What is small number (cell size) issue in public health data analyses and dissemination?
Public health data when queried or displayed in web-based data tables can often have cells with a small number of individuals or events especially when the query is focused on small geographic areas (Zip codes), rare events, population subgroups, provider groups, payers, or other small samples. There are two primary concerns from queries in which the results contain small cell sizes or a small underlying population. First, rates based on small numbers may not be reliable. Second, small numbers are of great concern when reporting sensitive information that might lead to violation of individuals’ right to anonymity and privacy with respect to attributes that are typically stigmatized. Both small numbers of numerator events as well as denominator events can contribute to poor reliability. The likelihood of disclosure of personal health information is higher when there are relatively few people with knowable demographic characteristics such as sex, age, and race in a small community.
Are small numbers a bigger concern for web-based data dissemination?
While small cell size is a concern for most public health statistical publications, it is more acutely so in web-based data dissemination systems for several reasons. First, web-based data dissemination systems are particularly desirable for immediate answers to questions about the public’s health, and generally, the users of the systems are interested in data for small geographical areas and other small groups of individuals. Second, the information reaches a much broader audience than a paper publication, and often this includes individuals without statistical or epidemiologic training. Third, web-based systems generally provide less documentation on how to interpret the results than do paper publications which usually provide extensive bibliographies, appendices, footnotes, caveats, and so forth, and web-based systems are often likely to provide less basic information on certain conditions.

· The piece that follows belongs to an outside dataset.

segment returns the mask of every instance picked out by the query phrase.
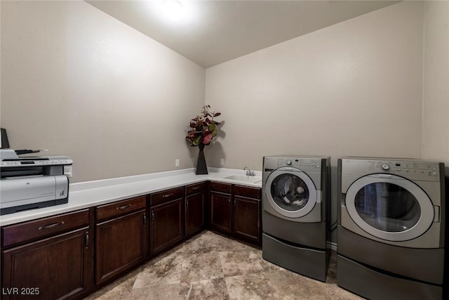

How can the disclosure risk be reduced when disseminating data on the Internet?
There are a variety of tools available for web-based data dissemination which can reduce disclosure risk. These tools vary from user-directed education and agreements to tools that alter the access to data on the system.
Data protection agreements: Public health agencies have been using data release agreements for years; these agreements may be quite restrictive. Use of a DPA establishes institutional control, is compliant with HIPAA Privacy provisions for a limited data set. In closed web-based systems, data protection agreements are generally required prior to password assignment and log-in.
Limited data sets: Most web-based data systems use reduction in the number and type of data elements. It is one of the methods suggested in the August 14, 2002, Federal Register Notice Updating 45 CFR Parts 160 and 164 of the HIPAA Privacy Rule for the release of health data by covered entities.
On-Line query systems limits: Web systems use data modification and alteration methods and rely on limited datasets to ensure protection of native files.
User authentication and access validation: It is possible to implement password protection to CD-ROM and public use files and for access to web query systems. Other less restrictive alternatives include simply requiring registration of the user for each use.
Education and training of public use file users: Some web-based systems are complex enough to recommend that there is appropriate training of users. This will limit the number of users of the system—unless the training mechanism is also a web-based system.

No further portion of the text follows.